In a deep cooking dish, add the 4 pepper halves, with the sliced side facing up. Line inside of each pepper with 1 slice of extra thin provolone cheese. Then top equally with the chicken/veggie mixture. Pour a few tablespoons of water into the bottom of the dish then cover with foil and bake at 375 degrees for 25 minutes. After 25 minutes, remove from the oven and top with another slice of extra thin provolone. Switch oven to broil and broil for about 5 minutes, or until cheese is melted and a little browned.
Allow to cool for a few minutes then serve! Enjoy! 🙂
Leftovers can be reheated in the microwave but they get a little liquidy the longer you store them. This isn't an issue, just dump out any excess liquid that accumulates! I like to add one more slice of extra thin provolone to the top right after microwaving to make them extra cheesy! (And this only adds 37 calories since the cheese is extra thin!)
Craving more stuffed peppers? Check out these Chicken Stuffed Peppers (non-philly version :P) and these Southwestern Stuffed Mini Peppers!
PrintRecipe Card
Chicken Philly Stuffed Peppers
- Prep Time: 5 mins
- Cook Time: 45 mins
- Total Time: 50 mins
- Yield: 4 pepper halves 1x
- Category: Main course
- Method: Sautéed, Baked, Broiled
- Cuisine: American
- Diet: Low Calorie
Description
All your chicken philly favorites stuffed into a green pepper and enveloped in creamy provolone for only 224 calories per serving!
Ingredients
- 1 boneless, skinless, chicken breast
- 2 green peppers
- 1 small onion, sliced into thin strips
- 2-3 garlic cloves, diced
- 1 Tbsp olive oil
- 8 oz mushrooms
- 1 Tbsp of balsamic vinegar
- ¼ tsp cayenne pepper
- Salt and pepper to taste
- 8 slices extra thin provolone cheese (I used Hillendale)
Instructions
- Brine your chicken by placing one chicken breast into a tupperware container or bowl then covering with water.

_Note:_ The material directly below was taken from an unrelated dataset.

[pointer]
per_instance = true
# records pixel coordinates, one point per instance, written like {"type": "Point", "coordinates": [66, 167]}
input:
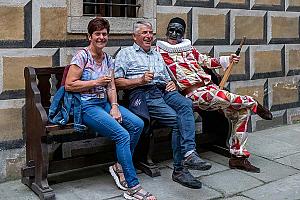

Add in a little salt and refrigerate for about 4 hours.
- Once the chicken is brined, cut it into about 1 inch chunks.
- Cut 2 green peppers in half and remove the seeds and stems. (You can easily spoon out the stem in the center of the pepper.)
- Slice 1 small onion into thin strips and dice 2-3 garlic cloves.
- Boil a large pot of water over high heat then add in the halved peppers. Boil for 3 minutes then drain upside down on paper towel or cutting board.
- Meanwhile, heat a medium-sized saucepan over medium heat and add in 1 tablespoon olive oil. Toss in your sliced onions and cook for about 3 minutes, stirring frequently.
- Add in the chicken chunks, 8 oz of mushrooms, 1 tablespoon balsamic vinegar, ¼ teaspoon cayenne pepper, your diced garlic, and salt and pepper to taste. Continue to cook until the chicken is done (160-165 degrees).
- In a deep cooking dish, add the 4 pepper halves with the sliced side facing up. Line inside of each pepper half with 1 slice of extra thin provolone cheese. Then top equally with the chicken/veggie mixture. Pour a few tablespoons of water into the bottom of the dish then cover with foil and bake at 375 degrees for 25 minutes.
- After 25 minutes, remove from the oven and top each half with another slice of extra thin provolone. Switch oven to broil and broil for about 5 minutes, or until cheese is melted and a little browned.
- Allow to cool for a few minutes then serve! Enjoy! 🙂
Notes
Leftovers can be reheated in the microwave but they get a little liquidy the longer you store them. This isn't an issue, just dump out any excess liquid that accumulates!
I like to add one more slice of extra thin provolone to the top right after microwaving to make them extra cheesy! (And this only adds 37 calories since the cheese is extra thin!)